Thus speaking, the soldier directed his spear to the side of Jesus, and cleaved the flesh to his heart. John, who stood near, and saw and heard all, upon seeing this done bowed his head to the earth in total abandonment of hope!

When he raised his head to gaze upon his crucified Master, he saw flowing from the rent in his side two fountains together, one of crimson blood, and lo! the other of crystal water! He could not believe what he saw, until the soldiers and the centurion expressed aloud their wonder at such a marvel.

"Never was such a man crucified before," exclaimed the centurion.

In the meanwhile, Rabbi Joseph, the counsellor of Arimathea, who stands high in favor with Pilate, met the Governor as he was skirting the wall of the city with his cohort, and asked him if, after Jesus should be pronounced dead, he might take down the body and give it sepulchre.

"Go and receive the body of this wonderful man," said Pilate. "Methinks thou art one who knew him well. What thinkest thou of him, Rabbi?" Joseph perceived that Pilate asked the question with deep interest, seemingly very greatly troubled in mind, and he answered him boldly:

"I believe that he was a Prophet sent from God, your excellency, and that to-day has died on Calvary the most virtuous, the wisest, and the most innocent man in Cæsar's empire."

"My conscience echoes your words," answered Pilate, gloomily; and putting spurs to his horse, he galloped forward in the direction of the Gethsemane Gardens.

Proceeding to the cross, Joseph, by the aid of Lazarus, Simon Peter, Mary, Martha, and Rabbi Amos, took it out of the socket in the rock, with its precious burden, and gently laid it upon the ground with the body still extended upon it.

In the still, holy twilight of that dread day, the west all shadowy gold and mellow light, the air asleep, and a sacred silence reigning in heaven and on earth, they bore away from the hill of death the body of the dead Prophet. The shoulders of Nicodemus, of Peter, of Lazarus, and of John, gently sustained the loving weight of Him they once honored above all men, and whom, though proved by his death, as they believed, to have fatally deceived himself as to his divine mission as the Christ, they still loved for his sorrows so patiently borne, for his virtues so vividly remembered.

Slowly the little group wound their way along the rocky surface of Golgotha, the last to leave that fearful place in the coming darkness. Their measured tread, their low whispers, the subdued wail of the women who followed the rude bier of branches, the lonely path they trod, all combined to render the spectacle one of touching solemnity. The shades of evening were gathering thick around them. They took secret ways for fear of the Jews. But some that met them turned aside with awe when they knew what corpse was borne along, for the impression of the appalling scenes of the day had not yet wholly passed away from their minds.
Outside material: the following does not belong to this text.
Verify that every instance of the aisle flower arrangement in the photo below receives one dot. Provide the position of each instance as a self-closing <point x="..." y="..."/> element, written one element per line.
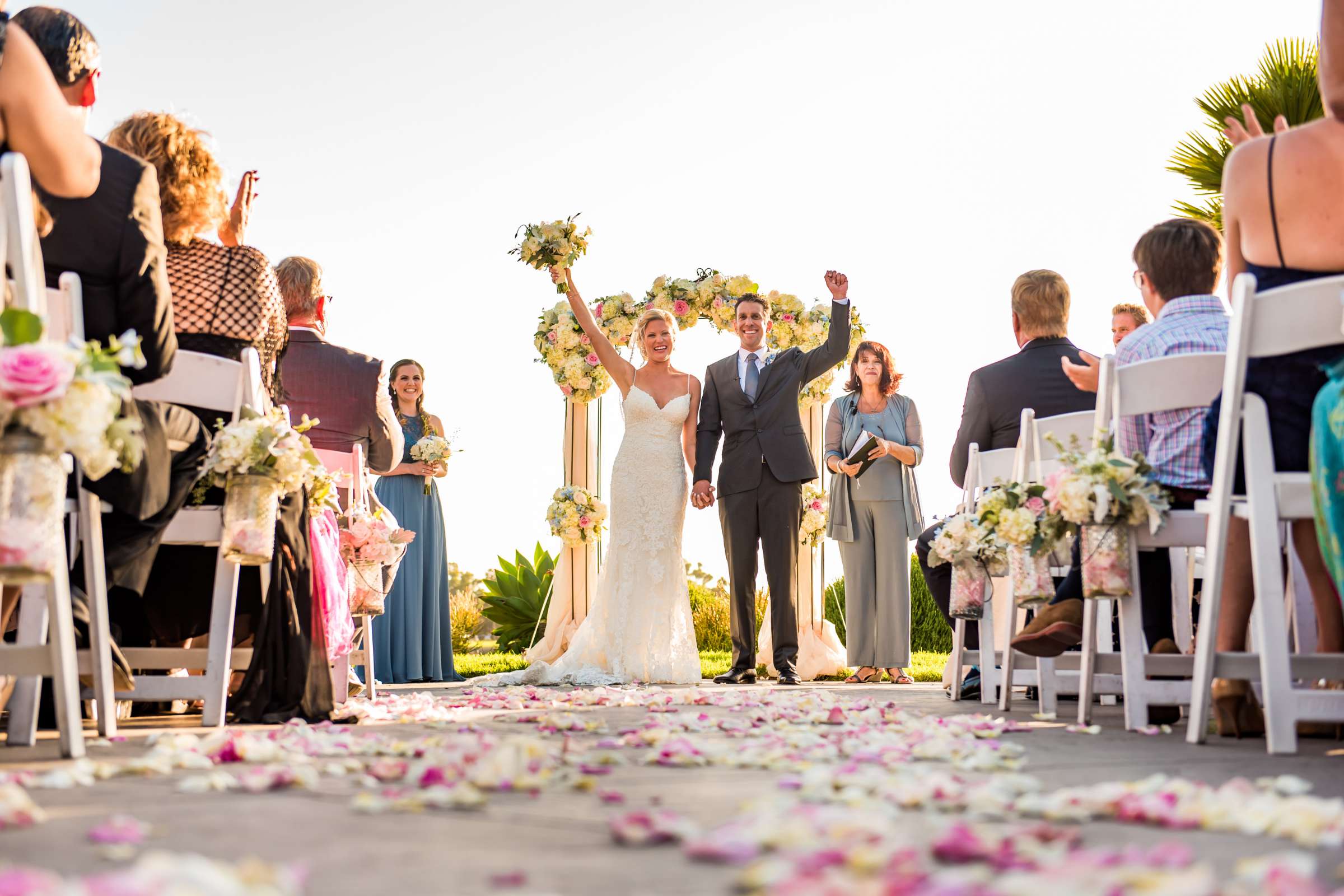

At length they reached a gate in the wall of the garden attached to the noble abode of the wealthy Rabbi Joseph, who went before, and with a key unlocked it, and admitted them into the secluded enclosure. Here the thickness of the foliage of olive and fig trees created complete darkness; for by this time the evening star was burning like a lamp in the roseate west. They rested the bier upon the pavement beneath the arch, and awaited in silence and darkness the appearance of torches which Rabbi Joseph had sent for to his house. The servants bearing them were soon seen advancing, the flickering light from the flambeaux giving all things visible by it a wild aspect, in keeping with the hour.